Le spiritisme et l’occultisme
Les religions affirment qu’il y a une vie après la mort mais ont la prudence de considérer que l’au-delà nous est inaccessible.
Le spiritisme, quant à lui, a l’ambition de communiquer avec l’esprit des morts. Le domaine de l’occultisme, qui englobe le spiritisme, est encore plus vaste : il concerne toutes les connaissances « cachées » qu’une initiation ou des pratiques particulières permettent d’acquérir. Il s’apparente à tous les courants « gnostiques » ‘, qu’on trouve à toutes les époques et en marge de toutes les religions. Dans les chapitres précédents, nous en avons décelé des traces à propos de la religion druze, du caodaïsme ou des rosicruciens.

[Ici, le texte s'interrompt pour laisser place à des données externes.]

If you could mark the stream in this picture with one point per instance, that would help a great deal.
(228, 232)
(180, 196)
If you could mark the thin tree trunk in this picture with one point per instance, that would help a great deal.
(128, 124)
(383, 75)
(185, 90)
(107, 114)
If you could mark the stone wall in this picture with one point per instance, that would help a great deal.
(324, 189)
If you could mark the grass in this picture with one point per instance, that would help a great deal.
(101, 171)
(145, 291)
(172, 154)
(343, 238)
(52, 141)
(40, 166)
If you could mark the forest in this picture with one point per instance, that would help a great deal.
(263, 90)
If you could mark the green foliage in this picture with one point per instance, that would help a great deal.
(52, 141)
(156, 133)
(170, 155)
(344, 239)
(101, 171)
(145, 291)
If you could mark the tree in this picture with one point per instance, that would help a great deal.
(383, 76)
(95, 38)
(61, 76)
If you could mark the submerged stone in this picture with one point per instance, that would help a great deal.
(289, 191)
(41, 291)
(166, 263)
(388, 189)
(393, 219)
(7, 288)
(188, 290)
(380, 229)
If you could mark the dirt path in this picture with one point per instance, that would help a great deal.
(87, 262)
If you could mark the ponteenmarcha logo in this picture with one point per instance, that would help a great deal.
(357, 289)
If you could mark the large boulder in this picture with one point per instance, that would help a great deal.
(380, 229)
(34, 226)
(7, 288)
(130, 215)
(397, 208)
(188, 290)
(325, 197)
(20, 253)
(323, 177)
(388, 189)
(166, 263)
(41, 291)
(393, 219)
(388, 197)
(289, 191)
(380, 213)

Il existe une abondante littérature sur ces sujets qui excitent l’imagination : les tables tournantes, les pouvoirs des médiums qui interprètent les transes de leurs sujets, l’existence d’une « aura » qui rayonne de notre corps comme un halo, les phénomènes d’écriture automatique, sans compter les messages des extraterrestres sont parmi les thèmes favoris des spécialistes du surnaturel non religieux.
Plus les phénomènes sont mystérieux, plus le vocabulaire est her-métique1, plus nombreux sont ceux qui se laissent prendre par l’attrait d’une « recherche » et d’une initiation. Comme ces domaines se prêtent mal, par définition, à la rigueur d’une expérimentation scientifique, il ne peut s’agir que de croyances subjectives où l’on côtoie à chaque instant le risque de la manipulation mentale. Certaines sectes ou organisations aux finalités mal définies se complaisent dans l’exploitation de ces croyances. Le dosage entre l’imaginaire sans fondement et d’éventuels phénomènes paranormaux paraît difficile à déterminer.
L’intérêt porté au surnaturel par le spiritisme et l’occultisme ne doit pas masquer ce qui les distingue profondément des religions : les premiers prétendent disposer de techniques pour accéder à des connaissances cachées et s’apparentent en cela à la magie, tandis que les religions – tout au moins les plus importantes d’entre elles – visent avant tout l’élévation des hommes vers Dieu par une transformation de leur comportement qui repose d’abord sur l’effort et la volonté.